I considered that this estrangement had to do with the brevity of my visits, and that my neighbors—not only the Bézamats, but the Servais and the Salgues and the Hirondes, to an extent—subconsciously didn’t seek more than a casual relationship since I had not made a deeper, more continuous investment in their world. On the other hand,
there seemed to be a difference between us: Americans, more open and personal; the French, more formal and restrained. I am always curious about their lives: their opinions, their relationships, their day-to-day habits. Yet they show little curiosity about mine. I am circumscribed by their world, the world we share.

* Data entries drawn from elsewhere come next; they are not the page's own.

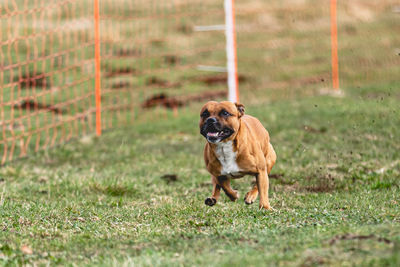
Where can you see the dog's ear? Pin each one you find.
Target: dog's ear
(240, 108)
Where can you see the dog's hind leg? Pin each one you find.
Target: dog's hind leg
(211, 201)
(251, 196)
(225, 184)
(263, 185)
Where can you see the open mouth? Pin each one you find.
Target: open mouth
(214, 135)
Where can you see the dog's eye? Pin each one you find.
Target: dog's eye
(225, 113)
(205, 114)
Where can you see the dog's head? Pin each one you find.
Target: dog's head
(220, 121)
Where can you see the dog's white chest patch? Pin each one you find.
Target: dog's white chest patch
(227, 158)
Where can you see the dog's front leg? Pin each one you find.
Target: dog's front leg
(225, 183)
(211, 201)
(263, 185)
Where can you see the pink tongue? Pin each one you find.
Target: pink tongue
(212, 134)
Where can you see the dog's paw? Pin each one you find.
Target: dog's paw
(210, 201)
(235, 196)
(250, 198)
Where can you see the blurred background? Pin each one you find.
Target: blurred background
(160, 56)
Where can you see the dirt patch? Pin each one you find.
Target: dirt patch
(185, 29)
(128, 52)
(276, 176)
(31, 104)
(321, 184)
(121, 72)
(157, 42)
(120, 85)
(310, 129)
(155, 81)
(29, 80)
(311, 80)
(162, 100)
(207, 95)
(173, 102)
(170, 178)
(359, 237)
(172, 60)
(219, 79)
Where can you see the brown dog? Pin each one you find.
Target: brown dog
(237, 145)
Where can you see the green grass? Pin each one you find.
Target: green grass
(101, 201)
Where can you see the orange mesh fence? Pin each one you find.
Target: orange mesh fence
(46, 77)
(151, 50)
(284, 47)
(49, 71)
(57, 56)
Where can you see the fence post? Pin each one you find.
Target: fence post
(231, 52)
(97, 65)
(335, 63)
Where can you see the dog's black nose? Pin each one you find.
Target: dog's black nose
(211, 120)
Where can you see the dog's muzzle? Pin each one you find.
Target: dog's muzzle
(214, 131)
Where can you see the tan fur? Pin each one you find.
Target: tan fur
(255, 155)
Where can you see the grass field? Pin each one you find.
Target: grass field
(102, 201)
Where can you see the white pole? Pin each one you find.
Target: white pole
(233, 94)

I have a recurrent fantasy of inviting all the neighbors to dinner. (I’ve never figured out precisely how they relate to each other, although I suspect it’s not so different from the neighbors on my Brooklyn block.) In my imagining, they all gather on the patio—for an all-American barbecue. I have to explain to them what that means: hot dogs and hamburgers on toasted buns, with mustard or ketchup, or both; potato chips (no, not french fries); coleslaw with hot bacon dressing; corn on the cob—not the fodder for cattle that it’s taken for in France, but sweet and dripping with melted butter; apple pie—no, not
tarte tatin
, but a mile-high pie with cheddar-cheese crust. Beer. I envision a sort of down-home
Babette’s Feast
. I watch their faces. They are initially skeptical. They deign to take a bite. They stubbornly refuse comment. They eat some more. They ask for more beer. The gathering starts to feel more like a party. They ask for seconds. Score! Of course, the fantasy always comes to an abrupt halt. Where would I get the hot dogs? The corn?

So, when the Bézamats invited me to Sunday dinner—I’d known them then for seven years—I was ecstatic. My first invitation to dine
en famille!
While we’d always been on friendly and chatty terms, it had never involved socializing. At last the bridge was being crossed. We had never used each others’ names in our conversations. Somehow “Madame” and “Monsieur” seemed too formal. Yet using first names seemed too familiar—I
wouldn’t have dared. So we skirted the issue entirely, leaving a sort of awkward hole in our conversations. It suggested to me that we hadn’t quite figured out where we stood with each other: myself, the American
journaliste
(a profession the French revere); the Bézamats, country folk who took care of my house. Friendly, but not really friends. But what? This was a step forward.